Mithi will finally get its Rs 500 crore makeover.
After a four-month delay, the second phase of widening and deepening the Mithi River will start on February 15, according to the Mithi River Development and Protection Authority (MRPDA).
The delay came even after Prime Minister Manmohan Singh and Congress Chief Sonia Gandhi promised action after the July 2005 deluge.
The width of the river has been determined following recommendations by the Central Water and Power Research Station. A buffer zone of 20 meters along the bank in certain spots is also being planned as per recommendations by an Indian Institute of Technology team.
The width of the river at the mouth at Mahim causeway will be widened to 100 meters up to CST Bridge, and the portion from CST Bridge to Andheri-Kurla Road will be widened to 200 meters. From Andheri – Kurla road to JVLR the width would be 60 meters and upstream a width of 40 meters will be maintained, said Dr Vikas Tondwalkar, Director, MRPDA.
"The state has requested the amount of Rs 500 crore form the Centre under the Jawaharlal Nehru Urban Mission Plan," said Tondwalkar.
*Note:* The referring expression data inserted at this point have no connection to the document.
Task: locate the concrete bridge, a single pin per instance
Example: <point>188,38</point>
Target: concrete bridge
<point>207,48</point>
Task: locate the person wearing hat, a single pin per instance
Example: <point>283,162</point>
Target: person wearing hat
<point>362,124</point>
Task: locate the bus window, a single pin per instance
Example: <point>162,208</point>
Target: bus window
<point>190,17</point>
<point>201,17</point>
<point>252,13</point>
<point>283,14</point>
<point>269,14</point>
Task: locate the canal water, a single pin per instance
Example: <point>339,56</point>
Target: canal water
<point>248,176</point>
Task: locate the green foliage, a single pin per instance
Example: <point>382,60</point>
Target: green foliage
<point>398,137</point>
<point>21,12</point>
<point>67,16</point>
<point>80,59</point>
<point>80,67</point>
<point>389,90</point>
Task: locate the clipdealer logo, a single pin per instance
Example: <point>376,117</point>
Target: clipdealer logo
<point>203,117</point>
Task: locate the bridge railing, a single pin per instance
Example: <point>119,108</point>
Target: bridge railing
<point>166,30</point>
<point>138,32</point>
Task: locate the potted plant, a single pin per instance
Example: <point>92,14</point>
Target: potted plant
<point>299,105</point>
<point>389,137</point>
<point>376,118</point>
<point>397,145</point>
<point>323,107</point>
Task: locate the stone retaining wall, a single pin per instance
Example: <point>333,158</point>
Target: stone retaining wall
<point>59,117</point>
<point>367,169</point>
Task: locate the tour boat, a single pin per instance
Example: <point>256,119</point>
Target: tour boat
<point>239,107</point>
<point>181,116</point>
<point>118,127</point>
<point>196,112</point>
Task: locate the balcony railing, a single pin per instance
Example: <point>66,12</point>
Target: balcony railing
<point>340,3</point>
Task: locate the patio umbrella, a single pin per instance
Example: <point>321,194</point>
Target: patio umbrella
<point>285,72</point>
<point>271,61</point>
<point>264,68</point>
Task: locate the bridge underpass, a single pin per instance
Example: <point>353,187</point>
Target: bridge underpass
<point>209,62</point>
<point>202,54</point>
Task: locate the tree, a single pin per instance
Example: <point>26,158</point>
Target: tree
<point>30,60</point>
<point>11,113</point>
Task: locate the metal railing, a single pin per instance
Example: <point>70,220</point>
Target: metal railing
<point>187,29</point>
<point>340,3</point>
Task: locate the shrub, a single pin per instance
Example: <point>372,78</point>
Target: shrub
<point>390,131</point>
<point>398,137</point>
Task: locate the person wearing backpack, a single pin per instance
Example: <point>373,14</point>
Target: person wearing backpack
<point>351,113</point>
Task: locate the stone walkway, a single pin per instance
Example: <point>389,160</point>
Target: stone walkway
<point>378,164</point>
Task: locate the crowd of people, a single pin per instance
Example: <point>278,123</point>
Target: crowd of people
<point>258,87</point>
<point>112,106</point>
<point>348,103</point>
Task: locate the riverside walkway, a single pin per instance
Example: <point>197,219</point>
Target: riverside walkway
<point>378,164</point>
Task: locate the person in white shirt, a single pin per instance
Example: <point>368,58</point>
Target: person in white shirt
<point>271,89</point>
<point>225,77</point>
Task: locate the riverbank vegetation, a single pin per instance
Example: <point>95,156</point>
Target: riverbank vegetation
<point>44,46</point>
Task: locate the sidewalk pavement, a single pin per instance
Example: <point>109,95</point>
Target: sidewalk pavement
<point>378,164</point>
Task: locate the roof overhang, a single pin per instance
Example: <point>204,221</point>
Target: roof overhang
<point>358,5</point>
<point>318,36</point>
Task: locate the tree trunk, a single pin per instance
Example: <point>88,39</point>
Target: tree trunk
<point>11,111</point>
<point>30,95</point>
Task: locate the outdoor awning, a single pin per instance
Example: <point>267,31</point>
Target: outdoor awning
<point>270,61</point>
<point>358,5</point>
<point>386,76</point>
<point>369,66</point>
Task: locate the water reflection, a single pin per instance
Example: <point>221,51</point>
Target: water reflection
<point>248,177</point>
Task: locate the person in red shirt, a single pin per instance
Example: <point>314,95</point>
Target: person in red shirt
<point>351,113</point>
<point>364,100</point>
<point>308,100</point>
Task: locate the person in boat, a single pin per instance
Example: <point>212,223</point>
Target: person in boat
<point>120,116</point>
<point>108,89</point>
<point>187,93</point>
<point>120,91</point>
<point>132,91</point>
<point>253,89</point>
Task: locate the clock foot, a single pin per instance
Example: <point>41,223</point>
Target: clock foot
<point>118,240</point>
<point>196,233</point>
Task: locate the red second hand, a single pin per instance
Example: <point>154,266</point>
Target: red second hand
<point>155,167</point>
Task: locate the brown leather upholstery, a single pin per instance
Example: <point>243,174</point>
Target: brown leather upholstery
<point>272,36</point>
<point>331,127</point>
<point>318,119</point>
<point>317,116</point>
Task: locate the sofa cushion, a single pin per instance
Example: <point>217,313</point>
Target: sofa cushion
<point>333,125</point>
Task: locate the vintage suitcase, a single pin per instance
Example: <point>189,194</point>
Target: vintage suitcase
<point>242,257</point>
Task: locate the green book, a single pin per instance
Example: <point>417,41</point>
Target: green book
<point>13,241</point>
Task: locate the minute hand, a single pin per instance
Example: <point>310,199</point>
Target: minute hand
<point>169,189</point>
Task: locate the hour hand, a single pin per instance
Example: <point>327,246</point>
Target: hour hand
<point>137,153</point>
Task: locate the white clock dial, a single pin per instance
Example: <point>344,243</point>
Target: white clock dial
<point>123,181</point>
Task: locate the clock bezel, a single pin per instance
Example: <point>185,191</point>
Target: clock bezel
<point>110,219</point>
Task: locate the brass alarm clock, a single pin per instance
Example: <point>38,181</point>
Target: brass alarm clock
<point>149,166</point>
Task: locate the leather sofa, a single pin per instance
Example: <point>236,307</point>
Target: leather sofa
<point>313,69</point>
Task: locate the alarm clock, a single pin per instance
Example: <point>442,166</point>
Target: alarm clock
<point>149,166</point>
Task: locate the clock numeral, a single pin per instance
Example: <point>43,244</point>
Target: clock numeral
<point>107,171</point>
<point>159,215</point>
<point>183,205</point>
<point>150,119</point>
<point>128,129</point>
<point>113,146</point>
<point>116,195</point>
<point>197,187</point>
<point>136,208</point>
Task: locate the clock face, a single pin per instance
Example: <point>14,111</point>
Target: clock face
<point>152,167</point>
The cost of the entire project is pegged at Rs 1,200 crore out of which Rs 100 crores has been spent in implementing the first phase.
About 35 bridges, including railway crossing, will be affected in the project and hence will have to be widened along with the river. An estimated 20,000 slum dwellers will have to be moved. Among them 15,000 are protected slum dwellers and will be rehabilitated by Mumbai Metropolitan Regional Development Authority.
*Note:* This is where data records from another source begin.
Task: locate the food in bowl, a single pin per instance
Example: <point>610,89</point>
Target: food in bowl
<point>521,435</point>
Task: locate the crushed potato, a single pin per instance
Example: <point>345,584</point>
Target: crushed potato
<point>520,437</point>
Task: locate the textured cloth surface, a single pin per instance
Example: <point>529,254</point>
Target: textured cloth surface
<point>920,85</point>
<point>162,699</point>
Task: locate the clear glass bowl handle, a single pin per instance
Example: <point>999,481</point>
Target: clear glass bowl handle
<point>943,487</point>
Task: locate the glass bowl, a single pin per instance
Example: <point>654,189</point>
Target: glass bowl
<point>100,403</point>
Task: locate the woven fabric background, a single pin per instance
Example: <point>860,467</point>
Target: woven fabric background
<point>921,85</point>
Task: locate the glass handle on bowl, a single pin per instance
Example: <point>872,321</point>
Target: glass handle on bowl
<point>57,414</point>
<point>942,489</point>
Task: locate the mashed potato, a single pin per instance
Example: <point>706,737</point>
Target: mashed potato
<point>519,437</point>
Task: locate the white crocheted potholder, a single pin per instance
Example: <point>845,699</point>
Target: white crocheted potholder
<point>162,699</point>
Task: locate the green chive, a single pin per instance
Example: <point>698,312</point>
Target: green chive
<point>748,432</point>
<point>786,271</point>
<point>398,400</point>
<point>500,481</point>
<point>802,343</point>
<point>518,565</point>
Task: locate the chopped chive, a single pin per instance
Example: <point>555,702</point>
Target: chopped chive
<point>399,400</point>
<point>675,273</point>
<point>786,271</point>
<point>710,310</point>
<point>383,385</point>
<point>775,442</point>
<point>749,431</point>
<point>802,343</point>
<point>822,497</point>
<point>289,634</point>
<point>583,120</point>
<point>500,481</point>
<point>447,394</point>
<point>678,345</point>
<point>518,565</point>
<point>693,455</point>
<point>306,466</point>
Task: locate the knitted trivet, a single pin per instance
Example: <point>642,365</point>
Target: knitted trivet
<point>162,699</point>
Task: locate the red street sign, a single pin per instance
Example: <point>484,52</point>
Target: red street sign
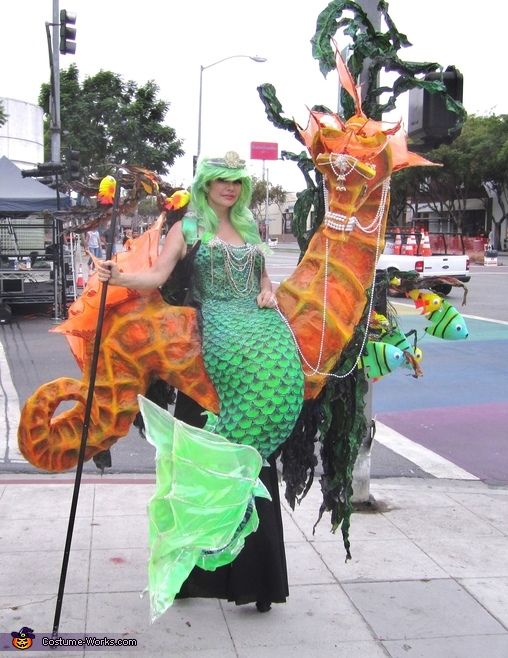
<point>264,151</point>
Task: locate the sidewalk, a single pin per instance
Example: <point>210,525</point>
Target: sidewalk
<point>428,578</point>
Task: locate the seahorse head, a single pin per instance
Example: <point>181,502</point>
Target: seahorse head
<point>357,155</point>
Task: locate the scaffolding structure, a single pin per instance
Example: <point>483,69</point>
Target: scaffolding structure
<point>36,264</point>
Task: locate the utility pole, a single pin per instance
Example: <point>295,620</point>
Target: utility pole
<point>56,127</point>
<point>361,471</point>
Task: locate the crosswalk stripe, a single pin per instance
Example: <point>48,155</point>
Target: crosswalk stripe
<point>428,461</point>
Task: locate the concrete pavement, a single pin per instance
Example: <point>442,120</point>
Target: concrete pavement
<point>428,578</point>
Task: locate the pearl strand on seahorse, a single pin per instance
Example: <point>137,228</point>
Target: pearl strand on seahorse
<point>314,370</point>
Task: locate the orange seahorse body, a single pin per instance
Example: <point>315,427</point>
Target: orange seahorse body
<point>325,297</point>
<point>143,339</point>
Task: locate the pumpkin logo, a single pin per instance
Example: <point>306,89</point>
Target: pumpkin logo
<point>24,639</point>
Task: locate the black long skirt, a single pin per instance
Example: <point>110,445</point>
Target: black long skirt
<point>259,572</point>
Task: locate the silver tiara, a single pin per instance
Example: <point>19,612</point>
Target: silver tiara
<point>231,160</point>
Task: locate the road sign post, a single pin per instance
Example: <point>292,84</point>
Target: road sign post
<point>265,151</point>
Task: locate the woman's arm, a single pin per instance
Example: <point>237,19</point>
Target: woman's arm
<point>173,250</point>
<point>265,297</point>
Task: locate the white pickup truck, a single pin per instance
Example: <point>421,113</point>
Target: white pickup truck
<point>437,265</point>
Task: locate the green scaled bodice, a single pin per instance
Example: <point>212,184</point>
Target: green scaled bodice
<point>249,352</point>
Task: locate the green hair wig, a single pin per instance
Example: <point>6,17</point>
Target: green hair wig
<point>243,222</point>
The buffer zone will be maintained along the Ganesh Naik Nagar slums, Mahim Ambedkar nagar slums in Dharavi and near the airport as additional holding ponds, Tondwalkar said.
Vakola nalla which joins the Mithi, will also be widened from the existing 20 meters to 60 meters.
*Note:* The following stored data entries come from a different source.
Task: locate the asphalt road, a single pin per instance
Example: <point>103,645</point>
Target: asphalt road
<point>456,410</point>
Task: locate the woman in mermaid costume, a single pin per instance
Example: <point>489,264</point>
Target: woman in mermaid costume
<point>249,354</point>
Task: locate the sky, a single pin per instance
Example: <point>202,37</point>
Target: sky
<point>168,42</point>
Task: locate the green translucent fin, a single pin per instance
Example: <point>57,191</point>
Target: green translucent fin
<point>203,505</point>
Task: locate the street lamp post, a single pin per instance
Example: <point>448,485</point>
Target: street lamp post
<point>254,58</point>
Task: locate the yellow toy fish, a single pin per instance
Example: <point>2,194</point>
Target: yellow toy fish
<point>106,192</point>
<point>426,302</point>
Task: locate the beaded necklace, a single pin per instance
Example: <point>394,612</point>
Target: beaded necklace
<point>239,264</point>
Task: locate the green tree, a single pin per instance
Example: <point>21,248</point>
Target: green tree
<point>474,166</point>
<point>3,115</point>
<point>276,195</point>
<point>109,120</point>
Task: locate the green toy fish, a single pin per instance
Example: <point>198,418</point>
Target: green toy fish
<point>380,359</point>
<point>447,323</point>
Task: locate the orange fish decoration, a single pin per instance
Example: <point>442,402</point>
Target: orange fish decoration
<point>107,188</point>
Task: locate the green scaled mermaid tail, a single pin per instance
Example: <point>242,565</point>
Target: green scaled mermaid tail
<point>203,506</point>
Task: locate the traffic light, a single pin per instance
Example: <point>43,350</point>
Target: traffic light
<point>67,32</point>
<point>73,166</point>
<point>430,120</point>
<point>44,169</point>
Phase one, which concluded before the monsoons last year, increased the water carrying capacity of the river by three times, he added.
However, the entire work of deepening and desilting, widening of the river and bridges, construction of a retaining wall along the banks of the river and development of a buffer zone including demolition of the structures is expected to be over by 2010.